La noche no ha transcurrido en vano. El hombre sonríe. Fuera, en un día como cualquier otro, hay hombres que lo están buscando.

Perros de trapo con ojos de vidrio, inmóviles en el escaparate centelleante de su mundo canino. Otras voces en el aire, que se persiguen en vano, como vano es el sentido de su carrera.

Aquí, en la tranquilizadora penumbra, el hogar vuelve a ser el hogar; la justicia recupera su esencia; el paso, su eco.
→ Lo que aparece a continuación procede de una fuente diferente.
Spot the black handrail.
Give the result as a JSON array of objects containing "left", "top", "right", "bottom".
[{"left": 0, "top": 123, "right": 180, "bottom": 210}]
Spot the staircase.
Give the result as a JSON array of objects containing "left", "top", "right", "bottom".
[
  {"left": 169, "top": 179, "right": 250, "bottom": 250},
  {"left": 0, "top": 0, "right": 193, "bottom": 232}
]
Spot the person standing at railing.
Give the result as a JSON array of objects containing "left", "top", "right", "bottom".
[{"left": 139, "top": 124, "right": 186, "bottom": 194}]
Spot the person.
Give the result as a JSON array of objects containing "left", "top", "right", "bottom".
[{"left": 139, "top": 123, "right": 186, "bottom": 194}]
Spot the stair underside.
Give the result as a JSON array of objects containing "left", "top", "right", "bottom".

Aquí el espejo que no se ha hecho añicos refleja la piedra que cae al suelo, arrojada inútilmente. Sonríe y sus ojos brillan como estrellas que anuncian la realización de una antigua profecía. En el silencio absoluto, solo su mente percibe la música solemne que flota en el aire mientras él levanta lentamente la tapa de la maleta.

En el espacio limitado de su lugar secreto se esparce el olor de la sangre y del mar. El hombre siente que la angustia le aprieta el estómago. De pronto, el latido triunfal de su corazón se convierte en el tañido de una campana de muerte.

Se levanta con brusquedad, hunde las manos en la maleta y, con gestos delicados de coleccionista, extrae lo que queda de la cara de Jochen Welder, que gotea sangre y agua de mar. El cierre hermético no ha resistido y se ha filtrado agua salada. Inspecciona con cuidado los daños que ha causado la sal. En todos los puntos donde la ha tocado el agua marina, la piel está cocida y manchada de blanco. Los cabellos están resecos y enmarañados.

El hombre deja caer su trofeo en la maleta como si de repente le diera asco. Se desploma en la silla y se coge la cabeza con las manos sucias de sangre y sal. Indiferente, se pasa los dedos por el pelo y la frente y se inclina bajo el peso de la derrota.

Todo en vano. El hombre siente que la rabia llega desde lejos; es como el rumor de una carrera entre la hierba alta, el aliento ansioso, el trueno que retumba sobre los tejados entre murmullos de miedo.

Su ira estalla. Se levanta de golpe, coge la maleta, la levanta sobre su cabeza y la arroja contra la pared de metal, que resuena como un diapasón afinado con los repiques de muerte que el hombre lleva dentro. La maleta rebota y cae en el centro de la habitación. Gira sobre sí misma y queda de costado; la tapa está casi suelta por la violencia del choque contra la pared. Los pobres restos de Jochen Welder y de Arijane Parker se esparcen por el suelo. El hombre los mira con desprecio, como se mira un cubo de basura volcado en un callejón.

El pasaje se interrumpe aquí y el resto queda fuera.